Die Art der Musik wirkte sich nicht auf die kreativen Leistungen der Testpersonen aus. Auch wenn sie durch bekannte Musik in eine gute Stimmung versetzt wurden, konnten sie ihre Fähigkeiten nicht optimal nutzen. Die Autoren schlussfolgern: "Zusammenfassend lässt sich sagen, dass die Ergebnisse die weit verbreitete Ansicht in Frage stellen, dass Musik die Kreativität verbessert." Stattdessen zeigten sie, dass Musik unabhängig von ihren Inhalten - keine, vertraute oder unbekannte Texte - die kreative Leistung bei der Problemlösungsproblematik durchgängig störe.
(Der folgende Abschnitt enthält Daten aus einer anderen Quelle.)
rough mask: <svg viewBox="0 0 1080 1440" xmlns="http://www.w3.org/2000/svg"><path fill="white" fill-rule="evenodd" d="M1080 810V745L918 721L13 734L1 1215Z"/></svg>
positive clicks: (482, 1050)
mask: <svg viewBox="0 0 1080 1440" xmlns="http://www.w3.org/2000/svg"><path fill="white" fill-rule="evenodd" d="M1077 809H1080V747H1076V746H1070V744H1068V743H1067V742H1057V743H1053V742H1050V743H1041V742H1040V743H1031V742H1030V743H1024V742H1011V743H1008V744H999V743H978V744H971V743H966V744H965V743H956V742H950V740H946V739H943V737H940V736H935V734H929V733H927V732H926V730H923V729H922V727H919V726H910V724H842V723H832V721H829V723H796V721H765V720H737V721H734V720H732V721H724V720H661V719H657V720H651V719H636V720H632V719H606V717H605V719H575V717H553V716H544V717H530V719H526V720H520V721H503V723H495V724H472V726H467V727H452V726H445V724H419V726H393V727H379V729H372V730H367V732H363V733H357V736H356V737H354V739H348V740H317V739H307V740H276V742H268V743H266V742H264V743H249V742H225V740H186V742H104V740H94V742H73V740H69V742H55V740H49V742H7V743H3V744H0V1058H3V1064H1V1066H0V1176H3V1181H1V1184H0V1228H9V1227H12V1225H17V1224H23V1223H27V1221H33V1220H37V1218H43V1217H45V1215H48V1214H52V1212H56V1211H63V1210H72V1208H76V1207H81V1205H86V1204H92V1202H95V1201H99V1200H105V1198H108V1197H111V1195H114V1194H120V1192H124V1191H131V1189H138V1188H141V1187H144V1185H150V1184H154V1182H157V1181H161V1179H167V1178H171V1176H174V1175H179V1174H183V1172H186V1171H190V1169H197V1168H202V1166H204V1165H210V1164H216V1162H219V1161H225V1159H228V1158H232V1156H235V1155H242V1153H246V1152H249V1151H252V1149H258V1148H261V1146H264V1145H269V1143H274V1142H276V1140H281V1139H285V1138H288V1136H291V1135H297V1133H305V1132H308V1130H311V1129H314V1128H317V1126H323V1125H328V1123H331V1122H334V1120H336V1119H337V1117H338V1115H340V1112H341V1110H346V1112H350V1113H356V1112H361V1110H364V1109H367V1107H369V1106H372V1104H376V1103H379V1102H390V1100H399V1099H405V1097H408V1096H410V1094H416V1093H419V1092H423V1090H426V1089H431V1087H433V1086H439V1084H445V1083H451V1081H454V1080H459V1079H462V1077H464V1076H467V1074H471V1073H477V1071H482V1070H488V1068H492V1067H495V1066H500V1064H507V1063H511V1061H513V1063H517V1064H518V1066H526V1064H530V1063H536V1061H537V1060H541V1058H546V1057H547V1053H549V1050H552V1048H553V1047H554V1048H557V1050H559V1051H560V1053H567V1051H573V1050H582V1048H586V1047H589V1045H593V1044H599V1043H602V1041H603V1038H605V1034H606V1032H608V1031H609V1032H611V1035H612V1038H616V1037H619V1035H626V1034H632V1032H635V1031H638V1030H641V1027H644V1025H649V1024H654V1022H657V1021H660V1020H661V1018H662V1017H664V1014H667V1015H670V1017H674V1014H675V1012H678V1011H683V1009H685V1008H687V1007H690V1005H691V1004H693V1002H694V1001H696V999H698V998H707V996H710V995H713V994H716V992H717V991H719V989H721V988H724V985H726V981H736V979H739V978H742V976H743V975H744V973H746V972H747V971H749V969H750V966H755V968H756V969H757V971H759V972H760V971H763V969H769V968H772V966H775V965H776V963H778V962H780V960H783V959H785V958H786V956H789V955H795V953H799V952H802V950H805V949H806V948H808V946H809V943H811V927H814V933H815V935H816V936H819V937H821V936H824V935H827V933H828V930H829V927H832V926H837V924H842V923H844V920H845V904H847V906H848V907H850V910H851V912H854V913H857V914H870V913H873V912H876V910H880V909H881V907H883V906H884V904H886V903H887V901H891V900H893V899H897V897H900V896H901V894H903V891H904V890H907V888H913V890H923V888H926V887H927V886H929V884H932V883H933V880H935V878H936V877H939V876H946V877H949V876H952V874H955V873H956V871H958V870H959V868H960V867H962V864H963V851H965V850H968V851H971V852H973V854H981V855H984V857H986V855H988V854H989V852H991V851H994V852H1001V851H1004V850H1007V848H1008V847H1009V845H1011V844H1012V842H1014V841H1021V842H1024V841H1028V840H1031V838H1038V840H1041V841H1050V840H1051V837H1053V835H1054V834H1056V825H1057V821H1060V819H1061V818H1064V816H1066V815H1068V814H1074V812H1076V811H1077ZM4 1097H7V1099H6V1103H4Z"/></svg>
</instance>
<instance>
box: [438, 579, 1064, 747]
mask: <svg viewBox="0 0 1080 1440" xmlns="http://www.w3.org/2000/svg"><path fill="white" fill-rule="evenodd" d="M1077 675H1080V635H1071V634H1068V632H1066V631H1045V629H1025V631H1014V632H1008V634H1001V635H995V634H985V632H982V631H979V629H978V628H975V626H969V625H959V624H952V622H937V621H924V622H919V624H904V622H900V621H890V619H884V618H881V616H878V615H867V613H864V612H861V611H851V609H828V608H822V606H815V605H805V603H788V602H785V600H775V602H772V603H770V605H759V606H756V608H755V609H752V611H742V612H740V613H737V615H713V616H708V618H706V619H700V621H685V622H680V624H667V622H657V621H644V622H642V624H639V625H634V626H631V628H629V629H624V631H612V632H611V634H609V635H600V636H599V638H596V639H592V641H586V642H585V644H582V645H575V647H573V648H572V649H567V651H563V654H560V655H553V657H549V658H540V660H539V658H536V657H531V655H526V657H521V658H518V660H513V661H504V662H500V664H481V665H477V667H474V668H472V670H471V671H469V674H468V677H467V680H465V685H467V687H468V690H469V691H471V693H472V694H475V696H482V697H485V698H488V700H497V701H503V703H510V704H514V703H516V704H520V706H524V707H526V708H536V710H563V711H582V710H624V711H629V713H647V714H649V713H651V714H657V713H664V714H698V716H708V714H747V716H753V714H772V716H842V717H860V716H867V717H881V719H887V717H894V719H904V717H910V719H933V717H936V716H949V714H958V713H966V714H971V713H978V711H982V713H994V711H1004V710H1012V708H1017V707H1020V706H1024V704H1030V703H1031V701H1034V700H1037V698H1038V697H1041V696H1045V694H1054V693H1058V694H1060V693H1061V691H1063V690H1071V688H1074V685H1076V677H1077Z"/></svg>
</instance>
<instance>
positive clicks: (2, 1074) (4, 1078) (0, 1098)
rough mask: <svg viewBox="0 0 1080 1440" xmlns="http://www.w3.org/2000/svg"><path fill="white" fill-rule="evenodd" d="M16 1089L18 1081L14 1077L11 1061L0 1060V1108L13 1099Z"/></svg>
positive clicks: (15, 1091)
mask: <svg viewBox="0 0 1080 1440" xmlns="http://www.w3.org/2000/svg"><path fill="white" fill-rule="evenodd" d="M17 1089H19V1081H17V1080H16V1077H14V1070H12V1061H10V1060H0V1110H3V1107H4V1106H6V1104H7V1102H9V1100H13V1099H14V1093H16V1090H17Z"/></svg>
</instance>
Psychologen aus Großbritannien und Schweden hatten Effekte von Hintergrundmusik auf die Leistung getestet, indem sie Menschen vor Probleme stellten, die ihre verbale Kreativität forderte. So sollten sie beispielsweise zu drei Wörtern, wie etwa "Brille, Uhr, Blume", ein zugehöriges Wort finden, in diesem Fall "Sonne". Die Forscher verwendeten Hintergrundmusik mit unbekannten Texten, mit bekannten Texten oder reine Instrumentalmusik. Verglichen wurden die Ergebnisse mit denen aus einer ruhigen Umgebung oder den Hintergrundgeräuschen einer Bibliothek.